Even when enforcing the law gets messy, officers “have to have a thick skin,” said First Deputy Police Commissioner Benjamin B. Tucker, who oversees the police academy.
“People will goad you. People will say things to you. Face it — not everybody loves a cop,” Tucker said. “But even when they don’t like you, you have a responsibility to respect them and leave them with their dignity even as you do your job.”
Over the three days at the department’s new $750 million police academy, officers start in the classroom with instruction on verbal techniques for calming down a combative suspect. The course emphasizes the human side of the job, reminding officers that policing is about helping people.
“A lot of times officers can forget why they came on the job, what brought them to this profession to begin with,” said another academy commander, Lt. Bobby Lorne Sheppard. “It’s a very noble profession.”
An entire day is spent in a gymnasium where instructors teach the latest tactics for taking down uncooperative suspects without putting pressure on the neck or chest.
Soon the academy will also introduce role-playing exercises, like the one with the drunken driver, using elaborate sets made to look like a grocery store, a subway station or a street scene.
The training is part of a broader effort by Police Commissioner William Bratton to mend the NYPD’s relationship with minority communities that were frayed by the previous administration’s widespread use of street stops — mainly of young men of color — as a tool to deter crime. Stop and frisks have steeply declined, and the department is revising the tactic with a federal monitor after a judge ruled it discriminated against minorities.
“It’s both praiseworthy and indictable that they’re just getting around to this in 2015,” said Eugene O’Donnell, professor of police studies at John Jay College of Criminal Justice. “At least they’re admitting they need to do this.”
Still, some in the community worry the training will simply take the place of much-needed larger reform.

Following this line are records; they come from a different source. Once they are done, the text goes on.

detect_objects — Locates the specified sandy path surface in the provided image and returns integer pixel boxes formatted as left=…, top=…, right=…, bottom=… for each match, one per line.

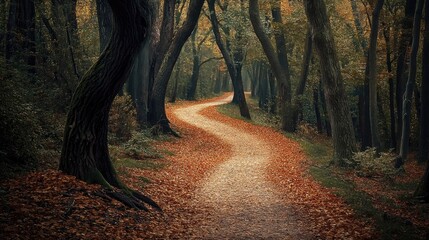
left=174, top=95, right=309, bottom=239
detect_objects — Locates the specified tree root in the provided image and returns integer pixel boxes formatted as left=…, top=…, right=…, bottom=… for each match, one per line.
left=85, top=168, right=162, bottom=211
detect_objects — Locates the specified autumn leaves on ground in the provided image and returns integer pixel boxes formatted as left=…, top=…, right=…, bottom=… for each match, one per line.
left=0, top=94, right=426, bottom=239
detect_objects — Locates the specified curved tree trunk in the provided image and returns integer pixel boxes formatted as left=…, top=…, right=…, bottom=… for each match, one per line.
left=367, top=0, right=384, bottom=151
left=60, top=0, right=150, bottom=190
left=148, top=0, right=204, bottom=132
left=304, top=0, right=357, bottom=164
left=249, top=0, right=292, bottom=131
left=207, top=0, right=250, bottom=119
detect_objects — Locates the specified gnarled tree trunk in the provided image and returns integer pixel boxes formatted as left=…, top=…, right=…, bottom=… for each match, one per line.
left=60, top=0, right=159, bottom=210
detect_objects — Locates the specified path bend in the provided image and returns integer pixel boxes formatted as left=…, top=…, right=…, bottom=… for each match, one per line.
left=174, top=95, right=309, bottom=239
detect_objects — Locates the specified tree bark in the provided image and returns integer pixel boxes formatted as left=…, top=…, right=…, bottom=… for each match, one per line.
left=419, top=0, right=429, bottom=163
left=397, top=0, right=425, bottom=166
left=304, top=0, right=357, bottom=164
left=207, top=0, right=250, bottom=119
left=313, top=87, right=323, bottom=134
left=149, top=0, right=204, bottom=132
left=367, top=0, right=384, bottom=151
left=396, top=0, right=417, bottom=148
left=249, top=0, right=292, bottom=131
left=96, top=0, right=112, bottom=53
left=60, top=0, right=150, bottom=188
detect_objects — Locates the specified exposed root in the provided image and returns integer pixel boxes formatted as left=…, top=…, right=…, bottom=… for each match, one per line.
left=86, top=168, right=161, bottom=211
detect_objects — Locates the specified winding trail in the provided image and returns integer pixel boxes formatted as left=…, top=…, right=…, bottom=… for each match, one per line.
left=174, top=95, right=309, bottom=239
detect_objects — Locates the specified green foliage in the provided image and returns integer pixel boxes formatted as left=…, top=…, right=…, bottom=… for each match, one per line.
left=108, top=94, right=138, bottom=144
left=351, top=148, right=398, bottom=178
left=122, top=131, right=163, bottom=160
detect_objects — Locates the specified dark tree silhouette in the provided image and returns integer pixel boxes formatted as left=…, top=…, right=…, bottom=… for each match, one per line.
left=60, top=0, right=159, bottom=210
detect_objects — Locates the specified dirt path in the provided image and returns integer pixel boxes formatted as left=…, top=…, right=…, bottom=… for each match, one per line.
left=174, top=95, right=309, bottom=239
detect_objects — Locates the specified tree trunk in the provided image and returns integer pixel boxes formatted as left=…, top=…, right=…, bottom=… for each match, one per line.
left=367, top=0, right=384, bottom=151
left=304, top=0, right=357, bottom=164
left=313, top=87, right=323, bottom=134
left=169, top=58, right=181, bottom=103
left=213, top=68, right=222, bottom=94
left=396, top=0, right=417, bottom=148
left=60, top=0, right=150, bottom=188
left=207, top=0, right=250, bottom=119
left=186, top=28, right=200, bottom=100
left=249, top=0, right=292, bottom=131
left=96, top=0, right=112, bottom=53
left=149, top=0, right=204, bottom=132
left=293, top=27, right=312, bottom=126
left=397, top=0, right=425, bottom=166
left=419, top=0, right=429, bottom=163
left=350, top=0, right=368, bottom=52
left=5, top=0, right=36, bottom=74
left=383, top=22, right=397, bottom=149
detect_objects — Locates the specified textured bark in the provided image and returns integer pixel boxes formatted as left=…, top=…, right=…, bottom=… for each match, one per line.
left=207, top=0, right=250, bottom=119
left=367, top=0, right=384, bottom=150
left=249, top=0, right=291, bottom=131
left=419, top=1, right=429, bottom=163
left=396, top=0, right=417, bottom=147
left=304, top=0, right=357, bottom=164
left=186, top=28, right=200, bottom=100
left=60, top=0, right=150, bottom=187
left=149, top=0, right=204, bottom=131
left=397, top=0, right=425, bottom=165
left=96, top=0, right=112, bottom=53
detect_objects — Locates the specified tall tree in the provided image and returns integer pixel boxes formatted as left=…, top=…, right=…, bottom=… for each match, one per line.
left=60, top=0, right=159, bottom=210
left=367, top=0, right=384, bottom=151
left=304, top=0, right=357, bottom=164
left=419, top=0, right=429, bottom=163
left=96, top=0, right=112, bottom=53
left=5, top=0, right=35, bottom=73
left=395, top=0, right=417, bottom=147
left=207, top=0, right=251, bottom=119
left=397, top=0, right=425, bottom=166
left=249, top=0, right=292, bottom=131
left=148, top=0, right=204, bottom=133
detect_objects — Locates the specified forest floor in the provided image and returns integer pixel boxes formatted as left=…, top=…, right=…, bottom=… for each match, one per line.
left=0, top=93, right=427, bottom=239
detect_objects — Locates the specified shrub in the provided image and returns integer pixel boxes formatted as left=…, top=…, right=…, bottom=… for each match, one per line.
left=352, top=148, right=397, bottom=178
left=108, top=94, right=138, bottom=144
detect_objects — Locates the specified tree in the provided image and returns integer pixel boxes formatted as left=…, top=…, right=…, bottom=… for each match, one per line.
left=207, top=0, right=250, bottom=119
left=96, top=0, right=112, bottom=52
left=60, top=0, right=159, bottom=210
left=396, top=0, right=425, bottom=167
left=419, top=0, right=429, bottom=163
left=395, top=0, right=417, bottom=147
left=148, top=0, right=204, bottom=133
left=304, top=0, right=357, bottom=164
left=5, top=0, right=36, bottom=73
left=367, top=0, right=384, bottom=151
left=249, top=0, right=292, bottom=131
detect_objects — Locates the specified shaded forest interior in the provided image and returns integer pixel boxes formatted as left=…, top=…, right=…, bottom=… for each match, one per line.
left=1, top=0, right=429, bottom=239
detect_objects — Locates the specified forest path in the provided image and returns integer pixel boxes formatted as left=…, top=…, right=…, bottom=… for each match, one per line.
left=173, top=95, right=309, bottom=239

“Training is a positive step in the right direction, but ultimately it’s inadequate in dealing with the systemic breakdown when it comes to accountability,” said Monifa Bandele of Communities United for Police Reform, one of several groups that want laws to give watchdog agencies and prosecutors more power to investigate and punish officers if necessary.
The NYPD recently got another reminder of the potential pitfalls of seemingly mundane street encounters in the age of smartphones when a seasoned detective was videotaped cursing at an Uber cab driver who honked at the officer to get him to move his unmarked car. The detective — heard on tape imitating the driver’s foreign accent and asking, “How long have you been in this country?” — was placed on desk duty.
“As you might imagine, I was not happy,” Tucker said, when asked what he thought when he first viewed the video.
“We’re trying to mightily close this gap in our relations with the community, and every time an incident like that occurs, it sets us back a little bit more.”